Às 7h40 Elisabete sai de casa para o trabalho. No conforto do seu carro ela liga o som, a música é um clássico de Sebastián Bach, Jesus alegria dos homens, escrita em 1716, canção cantada em coro. As vozes ecoam pelo interior do automóvel e ela ora pela segurança dos seus filhos, principalmente por Bryan. Lembra também de Felipe, criança de seis anos que perdeu a mãe para a covid. Foi ela quem acompanhou todo o quadro de desenvolvimento da doença em Cristina, mãe de Felipe. Lembrou das últimas fracas palavras de Cristina: — Doutora, pelo amor que a senhora tem a Deus, diga a minha irmã, que está lá fora, para cuidar de Felipe, e dar a educação que ele merece. Ao ouvir estas palavras Elisabete encheu os olhos de lagrimas e sentiu a garganta apertar.
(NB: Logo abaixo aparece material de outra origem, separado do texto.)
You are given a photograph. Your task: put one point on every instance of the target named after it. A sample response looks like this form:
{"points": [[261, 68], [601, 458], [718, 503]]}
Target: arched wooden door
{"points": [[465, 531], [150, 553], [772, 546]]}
Naquele instante não foi possível sair qualquer som da boca da médica, pois parecia estar obstruída pela emoção.
Às 8h Elisabete chega ao hospital e às 8h15 confere com as enfermeiras todos os detalhes para aquele dia, antes de entrar para o ambiente de atividade confere num quadro de avisos duas folhas timbradas contendo todas as informações necessárias disponíveis para dar prosseguimento as atividades daquele dia nos setores mais críticos; na parte inferior do papel estava a assinatura de Fátima.
Naquele momento que antecede a sua entrada nas áreas mais crítica do hospital vem a sua mente as incertezas do dia, os sofridos sofrimentos alheios e a banalização da morte por um presidente que faz chacota daqueles que estão sofrendo, imitando as pessoas com falta de ar acometido pela covid. Este mesmo presidente quis retirar 35 bilhões de reais do SUS, para a sorte do povo brasileiro ele não conseguiu. É contra tudo isso, e em prol dos pacientes e seus familiares, que Elisabete respira fundo e condiciona seus pensamentos a manter acessa a chama da esperança: a esperança nos homens (e nas mulheres, é claro), esperança prática, com a chegada das VACINAS, com a IMENSA IMPORTÂNCIA DO SUS para nosso povo. Elisabete sabe que a coragem está ao lado do medo, e quando ambas são bem administradas a racionalidade e a intuição farão seus deveres. Já paramentada, de fronte para uma das salas, que mais parece uma nave espacial, onde está inscrito na porta “UTI”, ela adentra para mais uma jornada de heroísmo em prol de seus semelhantes.
Elisabete, Bruna e Fátima são somente três personagens que representam muitos heróis que lutam para que o mundo, mais especificamente o Brasil, atinja o patamar de segurança ante ao vírus da Covid-19. Estes são os verdadeiros heróis: HERÓIS SEM PLATEIA, sem holofotes. Dribladores das contingências, pilotos velozes na condução das emergências, que pensam rápido e ainda mantem o equilíbrio das decisões em estradas asfaltadas. Cada lance perfeito é cesta para a vida, embora nunca haja lance livre, posto que não há ausência de obstáculos nessa pandemia, cada ponto é digno de muitas comemorações. Neste mundo dos heróis sem plateia, cada braçada empurra o líquido das incertezas e a usa como ponto de apoio para se chegar ao outro lado, em terra firme. O recado que estes heróis deixam registrados no brio das suas ações é que O VERDADEIRO HERÓI não legitima seu próprio ego aspirando, tão somente, o seu bem-estar.